O O 6 Jun 2023 16:26 UTC
3 points
2
I think the comparison illustrates my point because the UN is typically not seen as enforceable and negotiated interests only exist when cooperating is the best choice. For human entities that don’t have maximization goals, both cooperating is often better than both defecting.

(C,C) means both cooperate. (D,C) means defect and cooperate. In classic prisoners dilemma. (D,C) offers a higher EV than (C,C) but less than (D,D).

I don’t think there is any way to weasel around a true prisoners dilemma with adversaries. It’s a simple situation and arises naturally everywhere.
- Gunnar_Zarncke 6 Jun 2023 23:33 UTC
  2 points
  0
  Parent
  I agree that the prisoners’ dilemma occurs frequently, but I don’t think you can use it the way you seem to in the building-a-joint-successor agent. I guess we are operating with different operationalization in mind, and until those are spelled out, we will probably not agree.
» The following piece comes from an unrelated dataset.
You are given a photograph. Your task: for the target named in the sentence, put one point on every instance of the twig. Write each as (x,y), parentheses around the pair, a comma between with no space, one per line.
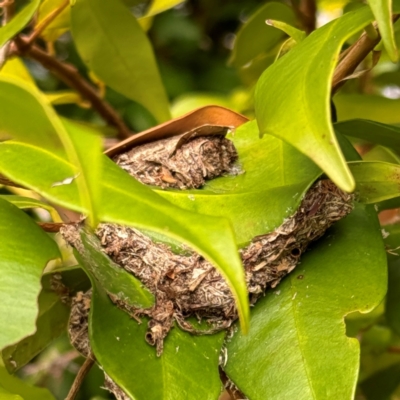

  Maybe we can make some quick progress on that by going with the pay-off matrix but for each agents choice adding a probability that the choice is detected before execution. We also at least need a no-op case because presubly you can refrain from building a successor agent (in reality there would be many in-between options but to keep it manageable). I think if you multiply things out the build-agent-in-neutral place comes out on top.